Sunday, October 18, 2015

Miocene fish scales

Macrofossils are not common in deep-marine mudstones of the Miocene Modelo Formation in southern California. A lucky find would be a partial or complete bony fish skeleton, but these are  rare. Fish scales, however, can be locally common, but a collector needs to know what they look like. Before enrolling in my paleontology class, most of my students would find a fish scale and not even know what they were looking at.

The fish scales shown below are of late Miocene age and from the Modelo Formation (commonly referred to as the Monterey Formation). Each scale is about 10- to 15-mm-wide and represents a paper-thin imprint on bedding planes of mudstone. Identification as to the family or genus of fish is not a trivial process and requires very specialized knowledge. At the very least, however, their presence indicates an aquatic environment.

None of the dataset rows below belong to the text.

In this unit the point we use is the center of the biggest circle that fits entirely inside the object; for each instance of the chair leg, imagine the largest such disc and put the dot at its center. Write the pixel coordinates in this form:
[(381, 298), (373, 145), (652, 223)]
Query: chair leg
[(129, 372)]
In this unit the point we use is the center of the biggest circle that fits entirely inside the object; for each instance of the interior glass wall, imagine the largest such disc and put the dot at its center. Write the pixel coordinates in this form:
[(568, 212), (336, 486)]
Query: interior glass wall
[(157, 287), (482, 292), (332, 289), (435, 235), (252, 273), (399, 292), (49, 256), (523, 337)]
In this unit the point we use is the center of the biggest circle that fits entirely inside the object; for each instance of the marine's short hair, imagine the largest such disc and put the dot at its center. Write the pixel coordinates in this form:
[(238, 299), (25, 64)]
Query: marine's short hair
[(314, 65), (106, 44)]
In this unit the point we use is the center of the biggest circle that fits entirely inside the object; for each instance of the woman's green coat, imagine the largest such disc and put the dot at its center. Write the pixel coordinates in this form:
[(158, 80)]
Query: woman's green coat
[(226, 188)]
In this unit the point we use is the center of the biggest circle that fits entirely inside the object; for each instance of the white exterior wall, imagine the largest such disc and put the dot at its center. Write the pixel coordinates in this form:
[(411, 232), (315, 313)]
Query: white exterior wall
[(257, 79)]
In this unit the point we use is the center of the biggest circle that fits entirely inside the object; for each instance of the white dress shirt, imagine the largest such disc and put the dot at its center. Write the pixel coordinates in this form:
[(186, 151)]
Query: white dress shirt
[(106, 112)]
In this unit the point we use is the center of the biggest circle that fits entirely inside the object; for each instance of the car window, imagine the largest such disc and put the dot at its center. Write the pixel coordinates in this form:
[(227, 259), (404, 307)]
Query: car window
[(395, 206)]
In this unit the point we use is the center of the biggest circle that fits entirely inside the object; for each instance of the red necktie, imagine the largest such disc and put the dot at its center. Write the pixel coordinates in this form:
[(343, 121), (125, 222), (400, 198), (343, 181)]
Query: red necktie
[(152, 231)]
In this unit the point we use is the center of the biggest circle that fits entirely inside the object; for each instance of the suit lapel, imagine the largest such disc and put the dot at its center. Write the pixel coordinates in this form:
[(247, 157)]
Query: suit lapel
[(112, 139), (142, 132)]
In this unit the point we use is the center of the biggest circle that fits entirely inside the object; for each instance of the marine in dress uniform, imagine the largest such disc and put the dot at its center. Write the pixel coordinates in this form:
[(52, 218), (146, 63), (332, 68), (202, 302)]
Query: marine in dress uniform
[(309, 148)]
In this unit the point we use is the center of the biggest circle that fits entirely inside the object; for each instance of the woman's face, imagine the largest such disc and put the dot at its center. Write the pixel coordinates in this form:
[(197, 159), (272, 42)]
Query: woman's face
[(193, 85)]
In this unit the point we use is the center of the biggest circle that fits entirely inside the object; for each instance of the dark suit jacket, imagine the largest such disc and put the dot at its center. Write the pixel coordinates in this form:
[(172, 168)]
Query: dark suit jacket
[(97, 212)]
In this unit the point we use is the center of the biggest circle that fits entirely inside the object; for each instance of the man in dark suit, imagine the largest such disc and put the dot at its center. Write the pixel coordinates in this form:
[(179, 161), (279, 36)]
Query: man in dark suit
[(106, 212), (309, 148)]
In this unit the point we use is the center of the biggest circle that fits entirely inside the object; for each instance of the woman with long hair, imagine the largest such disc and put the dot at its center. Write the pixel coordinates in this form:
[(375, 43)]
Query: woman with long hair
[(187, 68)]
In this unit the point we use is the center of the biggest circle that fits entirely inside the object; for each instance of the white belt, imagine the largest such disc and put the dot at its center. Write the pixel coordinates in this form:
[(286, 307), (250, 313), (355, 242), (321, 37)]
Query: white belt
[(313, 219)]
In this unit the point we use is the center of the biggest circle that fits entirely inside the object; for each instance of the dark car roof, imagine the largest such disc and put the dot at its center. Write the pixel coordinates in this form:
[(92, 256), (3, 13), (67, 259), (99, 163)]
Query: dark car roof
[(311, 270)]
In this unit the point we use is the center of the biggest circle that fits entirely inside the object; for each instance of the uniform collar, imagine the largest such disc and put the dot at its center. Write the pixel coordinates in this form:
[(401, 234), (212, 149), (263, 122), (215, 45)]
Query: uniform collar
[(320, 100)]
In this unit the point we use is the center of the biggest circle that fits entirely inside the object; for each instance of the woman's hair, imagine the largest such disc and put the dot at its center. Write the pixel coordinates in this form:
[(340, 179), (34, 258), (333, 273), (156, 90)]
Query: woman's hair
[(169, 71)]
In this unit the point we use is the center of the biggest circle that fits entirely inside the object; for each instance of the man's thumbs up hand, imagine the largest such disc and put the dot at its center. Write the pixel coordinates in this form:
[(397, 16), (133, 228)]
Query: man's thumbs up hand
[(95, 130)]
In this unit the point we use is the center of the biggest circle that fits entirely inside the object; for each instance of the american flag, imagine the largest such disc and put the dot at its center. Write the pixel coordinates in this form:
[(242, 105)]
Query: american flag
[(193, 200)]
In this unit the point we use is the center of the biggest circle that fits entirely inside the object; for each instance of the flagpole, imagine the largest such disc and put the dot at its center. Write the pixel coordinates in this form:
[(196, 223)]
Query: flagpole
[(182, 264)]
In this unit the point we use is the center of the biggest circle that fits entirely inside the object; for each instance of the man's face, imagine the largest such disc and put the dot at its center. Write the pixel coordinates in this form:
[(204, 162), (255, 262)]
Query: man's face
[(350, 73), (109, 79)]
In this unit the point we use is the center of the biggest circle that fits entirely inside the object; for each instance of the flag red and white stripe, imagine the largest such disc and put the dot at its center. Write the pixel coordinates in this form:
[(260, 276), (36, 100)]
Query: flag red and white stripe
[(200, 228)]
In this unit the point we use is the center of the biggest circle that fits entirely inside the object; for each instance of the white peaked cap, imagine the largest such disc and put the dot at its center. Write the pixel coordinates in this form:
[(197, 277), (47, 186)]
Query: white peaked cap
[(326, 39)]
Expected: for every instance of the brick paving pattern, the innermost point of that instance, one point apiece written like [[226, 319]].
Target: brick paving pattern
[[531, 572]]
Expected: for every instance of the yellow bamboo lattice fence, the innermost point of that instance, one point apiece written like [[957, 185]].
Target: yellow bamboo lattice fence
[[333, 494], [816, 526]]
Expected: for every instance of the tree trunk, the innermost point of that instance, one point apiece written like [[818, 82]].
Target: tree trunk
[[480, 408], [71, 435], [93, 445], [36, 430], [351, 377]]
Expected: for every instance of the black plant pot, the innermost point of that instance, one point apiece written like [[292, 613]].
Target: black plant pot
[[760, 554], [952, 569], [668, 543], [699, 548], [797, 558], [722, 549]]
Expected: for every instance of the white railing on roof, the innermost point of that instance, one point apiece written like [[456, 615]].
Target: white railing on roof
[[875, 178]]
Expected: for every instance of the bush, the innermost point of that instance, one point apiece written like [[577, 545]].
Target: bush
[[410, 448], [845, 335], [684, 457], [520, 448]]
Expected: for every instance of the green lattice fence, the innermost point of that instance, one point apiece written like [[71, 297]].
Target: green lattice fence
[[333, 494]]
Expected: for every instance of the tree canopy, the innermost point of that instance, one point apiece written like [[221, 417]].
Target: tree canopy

Two late Miocene fish scales belonging to the same genus. There might be a third fish scale in
 the lower right-hand corner.

Another late Miocene fish scale, genus different from the two shown in the photo above. 
There have been only a few paleontologists that have published on Miocene fish scales from southern California. The principal workers were: D. S. Jordan (published between 1900 and 1920), Lore Rose David (published during the 1940s), and Richard Pierce (published during the 1950s). 

Sunday, October 4, 2015

Fossil dolphin ear bones

Fossil-dolphin ear bones, which can somewhat resemble small pebbles, consist of very hard, dense bone that can be readily fossilized. Most examples of these fossils that are illustrated online these days are from rocks of Miocene to Pleistocene age from the Atlantic coast of the United States (e.g., Miocene rocks in Calvert Cliffs, Maryland; and Pliocene rocks at the Lee Creek Mine, North Carolina.

During life, the earbones were located in a cavity in the middle-ear area, located near the back of the dolphin skull. This cavity is filled with a dense foam that, along with ligaments, to support the ear bones. The bones consist of the tympanic and the periotic bones, and the entire structure is referred to as the “tympano-periotic complex.” The two bones are partially fused together with flanges, grooves, small holes, and a large bulbous (i.e., bowl-shaped area) region, called the bulla. The inner ear is located within the tympano-periotic complex.

Examples of fossil tympano-periotic complexes are shown below. They are from the shallow-marine Miocene Temblor Formation found at Sharktooth Hill in southern-central California.
Miocene tympano-perdiotic complex, greatest dimension 42 mm (approximately 1.75 inches).

Opposite side of same specimen shown above.
A different specimen, greatest dimension 43.5 mm.

Note: In one of my previous posts (8/15/2014) entitled “Fossil whale ear bone,” I illustrated a whale tympanic bulla.